Wir essen, reden, scherzen. Sie zeigt mir das Schnittmuster für die Lego-Masters-Schürze, um die Matty sie gebeten hat. Wir feilschen darüber, was wir uns heute Abend ansehen werden. Ich bin für Oak Island – Fluch und Legende, sie will Blacklist. Es ist mir völlig unbegreiflich, weil ich weiß, wie viele schnulzige Liebesromane sie auf ihrem Handy hat. Aber beim Fernsehen steht sie total auf Action und Spannung. Oder Rockumentarys.

Natürlich werden wir uns höchstwahrscheinlich ansehen, was sie will, trotzdem macht es Spaß, darüber zu verhandeln.

Als ich das restliche Thai-Basilikum-Hühnchen verputzt habe, das Cammy nicht aufessen konnte, und die Rechnung bezahlt ist, freue ich mich über das Lächeln im Gesicht meiner Freundin. Wir kehren zur Eingangsnische zurück und schlängeln uns durch die Wartenden zu unseren Mänteln, die neben der Tür hängen. Ich helfe ihr hinein, und sie wickelt sich kunstvoll in den blauen Schal, den ich ihr zu Weihnachten geschenkt habe, während ich in meine Jacke schlüpfe.

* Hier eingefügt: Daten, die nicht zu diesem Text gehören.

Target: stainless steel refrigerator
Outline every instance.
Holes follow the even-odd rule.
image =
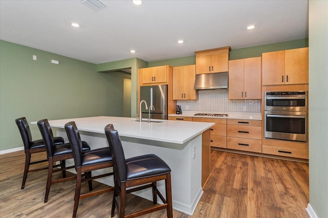
[[[151,105],[155,107],[150,111],[150,118],[168,119],[168,85],[141,86],[140,89],[140,101],[146,101],[149,108]],[[142,118],[148,118],[149,113],[149,109],[146,110],[142,104]]]

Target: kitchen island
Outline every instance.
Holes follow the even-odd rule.
[[[140,123],[133,118],[109,116],[49,122],[53,131],[56,130],[57,136],[62,136],[68,141],[64,126],[71,121],[75,122],[81,139],[87,141],[92,149],[108,146],[104,129],[108,124],[112,124],[120,135],[126,158],[151,153],[162,158],[172,171],[173,208],[188,214],[193,214],[203,193],[202,173],[203,176],[204,172],[207,172],[207,177],[210,176],[210,164],[204,165],[202,159],[208,163],[210,161],[209,146],[208,151],[204,152],[203,144],[207,143],[208,140],[209,145],[209,129],[215,124],[167,120]],[[36,122],[32,124],[36,124]],[[207,157],[203,156],[204,154]],[[67,165],[73,163],[71,160]],[[95,175],[96,174],[95,172]],[[99,181],[114,185],[112,177]],[[163,181],[157,183],[157,188],[161,192],[165,193]],[[133,193],[152,200],[150,189]],[[159,201],[159,203],[161,203]]]

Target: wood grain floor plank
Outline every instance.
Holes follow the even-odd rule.
[[[174,217],[309,217],[305,210],[309,201],[308,164],[218,151],[212,151],[211,155],[211,176],[193,215],[173,210]],[[33,160],[44,157],[44,154],[32,155]],[[52,185],[45,204],[47,171],[29,174],[25,188],[21,190],[24,161],[23,151],[0,155],[0,216],[71,217],[75,181]],[[54,176],[59,178],[61,174]],[[93,184],[94,189],[106,187]],[[88,190],[88,185],[83,184],[81,191]],[[112,197],[110,192],[80,200],[77,217],[110,217]],[[127,212],[153,205],[132,194],[127,201]],[[166,212],[140,217],[166,217]]]

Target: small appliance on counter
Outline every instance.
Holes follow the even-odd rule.
[[[181,106],[177,105],[175,106],[175,113],[177,114],[182,114],[182,111],[181,110]]]

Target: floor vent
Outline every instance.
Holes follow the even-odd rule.
[[[81,1],[81,2],[82,2],[84,5],[95,11],[107,7],[106,5],[99,0],[83,0]]]

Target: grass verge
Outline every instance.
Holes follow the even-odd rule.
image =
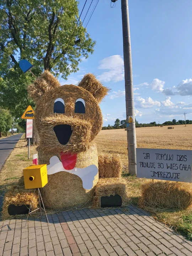
[[[22,175],[23,169],[32,164],[32,156],[36,153],[36,147],[31,146],[30,158],[30,159],[28,159],[28,148],[24,134],[7,158],[0,172],[0,194],[11,190],[13,186],[18,184]],[[127,168],[124,168],[122,176],[126,179],[131,188],[132,196],[130,203],[137,206],[138,200],[141,195],[141,186],[149,180],[138,178],[134,175],[129,175],[127,173]],[[48,210],[48,213],[50,214],[57,212]],[[173,211],[170,209],[165,211],[162,209],[151,213],[157,220],[171,225],[178,232],[192,240],[192,212],[191,210]]]

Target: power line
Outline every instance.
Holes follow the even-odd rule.
[[[98,0],[99,1],[99,0]],[[77,23],[76,23],[76,25],[75,26],[75,28],[74,29],[74,30],[73,31],[73,34],[72,34],[72,36],[71,36],[71,38],[70,38],[70,40],[69,40],[69,43],[68,44],[68,45],[67,46],[67,47],[66,47],[66,50],[65,50],[65,53],[66,53],[66,52],[67,52],[67,50],[68,50],[68,48],[69,46],[69,44],[70,44],[70,42],[71,42],[71,39],[72,39],[72,37],[73,37],[73,35],[74,34],[74,33],[75,33],[75,30],[76,30],[76,28],[77,26],[77,25],[78,25],[78,23],[79,22],[79,20],[80,20],[80,18],[81,17],[81,14],[82,14],[82,12],[83,12],[83,10],[84,10],[84,8],[85,8],[85,5],[86,4],[86,3],[87,2],[87,0],[86,0],[86,1],[85,1],[85,4],[84,4],[84,6],[83,7],[83,9],[82,9],[82,10],[81,11],[81,14],[80,14],[80,16],[79,16],[79,19],[78,19],[78,21],[77,21]],[[58,68],[58,70],[57,70],[57,73],[56,73],[56,74],[55,76],[57,76],[57,74],[58,74],[58,71],[59,71],[59,68],[60,68],[60,65],[61,65],[61,64],[62,63],[63,61],[63,59],[64,59],[64,55],[65,55],[65,54],[63,55],[63,58],[62,58],[62,61],[61,61],[61,63],[60,63],[60,65],[59,65],[59,68]],[[60,73],[61,73],[60,72],[60,73],[59,75],[59,76],[60,75]]]
[[[88,25],[88,23],[89,23],[89,21],[90,20],[90,19],[91,19],[91,17],[92,15],[93,15],[93,13],[94,12],[94,11],[95,10],[95,8],[96,8],[96,7],[97,7],[97,4],[98,4],[99,1],[99,0],[98,0],[98,1],[97,1],[97,4],[96,4],[96,5],[95,6],[95,7],[94,8],[94,10],[93,11],[93,12],[92,12],[92,14],[91,14],[91,17],[90,17],[90,18],[89,18],[89,20],[88,20],[88,22],[87,22],[87,25],[86,25],[86,26],[85,27],[85,28],[86,28],[87,26],[87,25]]]
[[[89,9],[90,9],[90,7],[91,7],[91,4],[92,4],[92,2],[93,2],[93,0],[92,0],[92,1],[91,1],[91,4],[90,4],[90,5],[89,6],[89,9],[88,9],[87,11],[87,13],[86,13],[86,14],[85,15],[85,18],[84,18],[84,20],[83,20],[83,22],[82,22],[82,24],[81,24],[81,26],[80,27],[82,27],[82,24],[83,24],[83,22],[84,22],[84,21],[85,20],[85,18],[86,17],[86,16],[87,16],[87,14],[88,12]]]

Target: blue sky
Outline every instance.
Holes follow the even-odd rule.
[[[81,11],[85,3],[80,0]],[[88,0],[85,16],[91,0]],[[96,0],[93,0],[91,10]],[[121,1],[100,0],[87,27],[96,41],[79,71],[62,84],[94,73],[111,89],[100,105],[103,125],[125,119]],[[129,0],[135,113],[139,122],[192,119],[192,0]]]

Plötzlich spüre ich ihre Hand in meiner. Überrascht schaue ich sie an. Wir haben zwar grundsätzlich keine Berührungsängste und umarmen uns gern, aber Händchenhalten ist eigentlich nicht unser Ding. Dann jedoch drücken diese zarten Finger so fest zu, dass mir Zweifel kommen, ob ich beim Spiel morgen den Schläger werde halten können.

»Verdammt, Cam, was …?«

»Mach’s noch mal«, flüstert sie eindringlich mit einem etwas gruseligen Lächeln.